2  Environments as Code

TODO: add note on shared vs user vs project space

I like to think of doing data science much like producing a delicious meal. In my data, I have the raw ingredients I’ll slice, dice, and recombine to make something great, and my code is the recipe I’ll follow to get there.1

Novice cooks generally think that their prep is done once they’ve gathered their ingredients and recipes. They’ll grab a tomato and chop/smush it with whatever dull butter knife happens to be at hand. But that’s not how the pros think. A pro probably has a knife just for tomatoes and they frequently – perhaps every time they use it – hone it to razor sharpness so they can slice paper-thin slices off even the mushiest tomato.

Regardless of your proficiency in the kitchen, you’re a pro (or aiming to be one) at data science. In this chapter, we’re going to talk about the data science equivalent of prepping your knives in your kitchen – actively managing your data science environments using code.

Kitchen metaphors aside, your data science environment is the stack of software and hardware below the level of your code, from the R and Python packages you’re using right down to the physical hardware your code runs on.

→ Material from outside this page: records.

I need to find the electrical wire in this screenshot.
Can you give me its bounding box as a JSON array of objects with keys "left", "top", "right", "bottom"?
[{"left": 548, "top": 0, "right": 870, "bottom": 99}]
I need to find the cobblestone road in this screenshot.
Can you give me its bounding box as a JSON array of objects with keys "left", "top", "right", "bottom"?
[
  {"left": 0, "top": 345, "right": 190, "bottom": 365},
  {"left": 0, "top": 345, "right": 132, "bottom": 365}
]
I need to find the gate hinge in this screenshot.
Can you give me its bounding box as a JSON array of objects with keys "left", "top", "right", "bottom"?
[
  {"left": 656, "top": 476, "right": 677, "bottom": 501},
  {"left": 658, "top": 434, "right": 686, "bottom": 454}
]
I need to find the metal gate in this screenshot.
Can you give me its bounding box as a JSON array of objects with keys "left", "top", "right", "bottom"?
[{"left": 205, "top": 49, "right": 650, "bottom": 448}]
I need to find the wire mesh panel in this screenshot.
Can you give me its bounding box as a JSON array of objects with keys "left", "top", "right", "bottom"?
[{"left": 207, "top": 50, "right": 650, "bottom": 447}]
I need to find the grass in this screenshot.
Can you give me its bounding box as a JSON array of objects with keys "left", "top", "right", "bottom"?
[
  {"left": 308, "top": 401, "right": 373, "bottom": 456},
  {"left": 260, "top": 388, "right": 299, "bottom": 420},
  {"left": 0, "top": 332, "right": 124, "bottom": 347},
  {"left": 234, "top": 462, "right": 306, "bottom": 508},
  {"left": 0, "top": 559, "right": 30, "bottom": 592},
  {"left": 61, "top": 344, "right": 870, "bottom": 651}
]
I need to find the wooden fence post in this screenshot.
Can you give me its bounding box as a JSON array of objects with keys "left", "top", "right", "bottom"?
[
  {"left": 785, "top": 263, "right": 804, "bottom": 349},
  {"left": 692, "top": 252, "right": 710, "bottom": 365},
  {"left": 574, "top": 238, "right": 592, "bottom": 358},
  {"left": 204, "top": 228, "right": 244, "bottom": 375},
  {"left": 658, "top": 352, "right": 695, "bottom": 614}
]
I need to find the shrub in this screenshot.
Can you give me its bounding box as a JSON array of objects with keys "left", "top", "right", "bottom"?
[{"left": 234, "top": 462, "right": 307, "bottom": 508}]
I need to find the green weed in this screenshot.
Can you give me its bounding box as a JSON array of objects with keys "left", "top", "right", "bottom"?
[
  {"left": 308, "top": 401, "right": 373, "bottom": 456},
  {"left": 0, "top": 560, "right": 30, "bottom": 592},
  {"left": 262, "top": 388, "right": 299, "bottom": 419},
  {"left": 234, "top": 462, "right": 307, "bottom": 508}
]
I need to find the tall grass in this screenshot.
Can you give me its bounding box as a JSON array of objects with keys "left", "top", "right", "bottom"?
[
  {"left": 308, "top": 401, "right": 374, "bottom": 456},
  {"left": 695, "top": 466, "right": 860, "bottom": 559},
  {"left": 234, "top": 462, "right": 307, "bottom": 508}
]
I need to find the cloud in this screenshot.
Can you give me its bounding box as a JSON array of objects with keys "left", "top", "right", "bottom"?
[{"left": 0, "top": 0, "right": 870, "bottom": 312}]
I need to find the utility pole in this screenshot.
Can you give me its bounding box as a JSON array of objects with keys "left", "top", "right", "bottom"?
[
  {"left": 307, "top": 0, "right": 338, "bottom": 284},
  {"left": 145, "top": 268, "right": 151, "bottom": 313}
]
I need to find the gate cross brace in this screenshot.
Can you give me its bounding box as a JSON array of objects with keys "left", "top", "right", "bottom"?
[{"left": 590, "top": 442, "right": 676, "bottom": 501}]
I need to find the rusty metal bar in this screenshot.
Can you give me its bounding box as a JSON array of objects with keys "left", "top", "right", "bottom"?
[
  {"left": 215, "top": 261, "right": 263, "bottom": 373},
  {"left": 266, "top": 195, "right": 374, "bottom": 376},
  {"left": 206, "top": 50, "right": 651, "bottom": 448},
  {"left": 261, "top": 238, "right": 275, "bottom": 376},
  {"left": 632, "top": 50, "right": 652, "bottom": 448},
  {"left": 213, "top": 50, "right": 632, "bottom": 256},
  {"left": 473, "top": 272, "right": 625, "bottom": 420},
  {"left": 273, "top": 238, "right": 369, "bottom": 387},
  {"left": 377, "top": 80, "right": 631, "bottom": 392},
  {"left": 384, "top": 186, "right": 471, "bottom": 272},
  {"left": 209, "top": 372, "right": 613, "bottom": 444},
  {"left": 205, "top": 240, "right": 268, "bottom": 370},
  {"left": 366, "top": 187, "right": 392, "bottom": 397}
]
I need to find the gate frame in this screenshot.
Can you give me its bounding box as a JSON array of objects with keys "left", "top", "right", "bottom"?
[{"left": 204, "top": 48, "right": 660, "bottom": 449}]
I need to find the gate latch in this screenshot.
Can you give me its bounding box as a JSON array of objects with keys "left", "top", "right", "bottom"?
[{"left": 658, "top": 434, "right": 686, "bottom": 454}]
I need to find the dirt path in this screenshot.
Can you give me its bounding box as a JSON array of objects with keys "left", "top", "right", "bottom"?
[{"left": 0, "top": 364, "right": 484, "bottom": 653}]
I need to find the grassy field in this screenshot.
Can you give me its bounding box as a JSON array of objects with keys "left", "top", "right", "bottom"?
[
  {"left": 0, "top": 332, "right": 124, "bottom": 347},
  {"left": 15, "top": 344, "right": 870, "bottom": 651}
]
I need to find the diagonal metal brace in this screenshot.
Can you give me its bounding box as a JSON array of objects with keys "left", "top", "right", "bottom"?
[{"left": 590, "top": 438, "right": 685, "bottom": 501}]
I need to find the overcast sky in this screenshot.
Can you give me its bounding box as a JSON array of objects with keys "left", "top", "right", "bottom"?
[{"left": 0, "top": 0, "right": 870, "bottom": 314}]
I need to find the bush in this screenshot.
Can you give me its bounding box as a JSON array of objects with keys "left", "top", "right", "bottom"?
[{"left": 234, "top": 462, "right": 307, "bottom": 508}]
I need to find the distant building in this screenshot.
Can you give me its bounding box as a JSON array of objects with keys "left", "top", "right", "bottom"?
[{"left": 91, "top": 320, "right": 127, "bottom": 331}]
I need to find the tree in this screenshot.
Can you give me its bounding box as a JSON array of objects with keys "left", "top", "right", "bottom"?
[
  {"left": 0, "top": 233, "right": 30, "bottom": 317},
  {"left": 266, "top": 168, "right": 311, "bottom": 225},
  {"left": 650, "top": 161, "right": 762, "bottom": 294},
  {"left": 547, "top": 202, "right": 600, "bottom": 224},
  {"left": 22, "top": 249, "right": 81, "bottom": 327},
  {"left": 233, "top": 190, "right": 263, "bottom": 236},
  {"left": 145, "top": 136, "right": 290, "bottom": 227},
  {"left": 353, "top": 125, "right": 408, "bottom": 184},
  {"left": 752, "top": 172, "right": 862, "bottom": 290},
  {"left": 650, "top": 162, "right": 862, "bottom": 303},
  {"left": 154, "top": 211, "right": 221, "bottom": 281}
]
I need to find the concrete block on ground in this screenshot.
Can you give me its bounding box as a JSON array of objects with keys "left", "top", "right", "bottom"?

Most data scientists are like novice cooks, and think little – or not at all – about the readiness of their environment and the sharpness of their tools. One of the primary results of this is the oft-spoken, and dreaded phrase, “well, it works on my machine” after attempting to share code with a colleague or deploy an app into a different environment.

Some people who read this will just throw up their hands and say, “well, it’s impossible to make things completely reproducible, so I’m not going to bother”. And they’re right about the first part. Trying to craft an environment that’s completely reproducible is somewhat of a fool’s errand.

There’s a tradeoff. Making things more reproducible generally takes more work – in a way that’s frustratingly asymptotic.

Some industries are highly regulated and need to be able to guarantee that they can reproduce an analysis exactly – down to the layer of machine instructions – a decade later. In this world, the general reproducibility practice for an analysis is to take a physical piece of hardware that they know runs the analysis, make a backup or two, and just keep that physical piece of hardware running for many years.

But you don’t have to go all the way there. Making things 100% reproducible is really, really hard. But making things a little more reproducible is really quite easy.

The first step towards making environments more reproducible is to start to create Environments as Code. In the DevOps world, the aim is to create environments that are largely “stateless” – functionally identical copies of any environment can be created and destroyed at whim using code.

The glib-but-useful shorthand for the idea of Infrastucture or Environments as code is that they should be “cattle, not pets” – interchangeable one for the other.

In this chapter, we’ll get into the why and how of capturing data science environments in code, saving them for later, and easily moving them around from place to place.

2.1 Environments have layers

When you first start thinking about environments, it can be hard to wrap your head around them. The environment seems like a monolith, and it can be hard to figure out what the different components are.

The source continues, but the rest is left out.